The Chile-born chef recently celebrated 10 years in the town. He’s become an encyclopaedia of all the flora that grows around the harbour – from kelp and sea lettuce to wild onions and watercress. Sturla’s big on following nature’s course, prioritising sustainability and minimising waste.
He cultivates and grows, harvests and forages – as well as prepping, cooking and cleaning. During a four-hour experience at Mapu, Sturla does it all right in front of you – including providing the entertainment.
“Eating incredible food and great wine is meant to be fun. How do I give people fun? I’ve become a showman,” he says. “I need to have stories, I need to entertain. I can’t just cook in front of six people and be quiet … that would just be weird!”
Sturla’s a natural storyteller as he recounts where the spark for Mapu came from. It was during the lockdown of 2020, when he was cooking takeaways for locals who were under strict stay-at-home orders. “Lockdown really made me think, ‘Why do we need restaurants when I can cook in your house?’ I see the whole pantry in my head. I connect the dots, marry the flavours.”
By April 2021, he’d secured a liquor licence for 8A London Street and begun finessing the concept. Mapu works on a ticketing system, so you book in as you would for an event – with a prepaid ticket for yourself, a pair or a group of up to six people.
Our meal begins with an aperitif: a Greystone Organic 2021 pét-nat from Waipara. Next, we drink Sturla’s handmade fermented cacao water. It’s similar to tepache, a Mexican drink usually made from pineapples, and the chef says he hopes to can and sell it one day.
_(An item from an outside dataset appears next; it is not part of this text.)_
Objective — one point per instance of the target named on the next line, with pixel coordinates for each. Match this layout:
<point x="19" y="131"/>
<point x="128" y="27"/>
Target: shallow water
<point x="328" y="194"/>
It looks like a cloudy cider, is lightly sparkling and is instantly refreshing with a light acidity that’s softened by a hint of chocolatey creaminess on the nose.
The courses that follow are wildly varied and served on Japanese black glass or Himalayan schist plates. There’s a lotus cracker with buffalo cream and wild onion powder, followed by Sturla’s pan de yuca cheese buns (a well-known signature from his Roots days) made with two-year-old aged cheddar. There's kingfish with banana noodles, broad beans and a koji water sauce; slow-roasted pumpkin with pine nut cream, magnolia leaf, Sancho pepper and hemp oil; barbecue pork with black garlic and shallot paste – and more.
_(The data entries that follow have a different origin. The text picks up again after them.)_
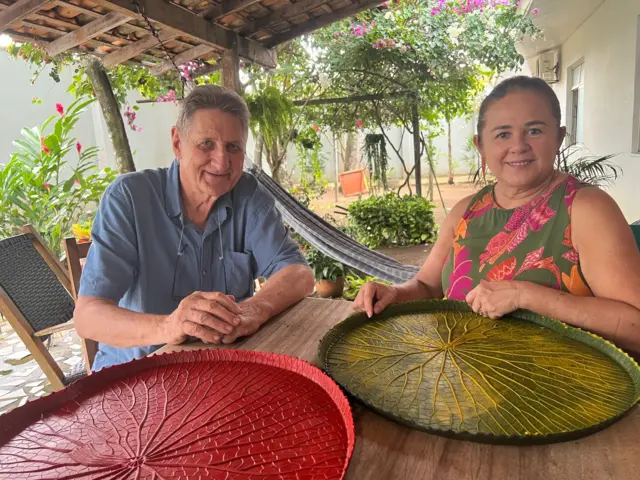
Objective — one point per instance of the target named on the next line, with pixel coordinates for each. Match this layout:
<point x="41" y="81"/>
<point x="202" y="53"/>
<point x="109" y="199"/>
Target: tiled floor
<point x="21" y="379"/>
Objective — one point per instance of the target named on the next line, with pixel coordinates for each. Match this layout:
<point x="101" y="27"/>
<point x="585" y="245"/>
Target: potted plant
<point x="329" y="274"/>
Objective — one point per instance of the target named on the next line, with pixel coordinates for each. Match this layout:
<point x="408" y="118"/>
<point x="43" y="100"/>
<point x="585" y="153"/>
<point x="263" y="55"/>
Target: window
<point x="635" y="148"/>
<point x="576" y="103"/>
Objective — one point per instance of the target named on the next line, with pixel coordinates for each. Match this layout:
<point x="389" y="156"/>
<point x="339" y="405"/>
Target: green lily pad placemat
<point x="439" y="367"/>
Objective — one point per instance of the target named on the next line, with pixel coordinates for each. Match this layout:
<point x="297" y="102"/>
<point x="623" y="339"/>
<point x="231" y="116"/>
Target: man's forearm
<point x="290" y="285"/>
<point x="413" y="290"/>
<point x="103" y="321"/>
<point x="613" y="320"/>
Sturla says he travels abroad a lot, and tries to bring international flavours back here to replicate himself – but using what grows locally. “We don’t grow soy, so we don’t use soy sauce,” he says. “But, I can make a bean or pea sauce easily, [or] fish sauce, pāua sauce – it’s simple.”
The last course is an absolute surprise. Giulio encourages the party to not discuss it until it’s finished, and the flavours are immediately familiar but incredibly difficult to place. It’s not until we’ve all guessed wrong that he reveals it’s porcini ice cream. The mushroom-flavoured dessert is, unsurprisingly, delicious.
When prepping for every new meal, Sturla’s private experiments don’t always work – but he’s always learning from them, and this dish was no exception. “Last year’s mistake is this year’s masterpiece.”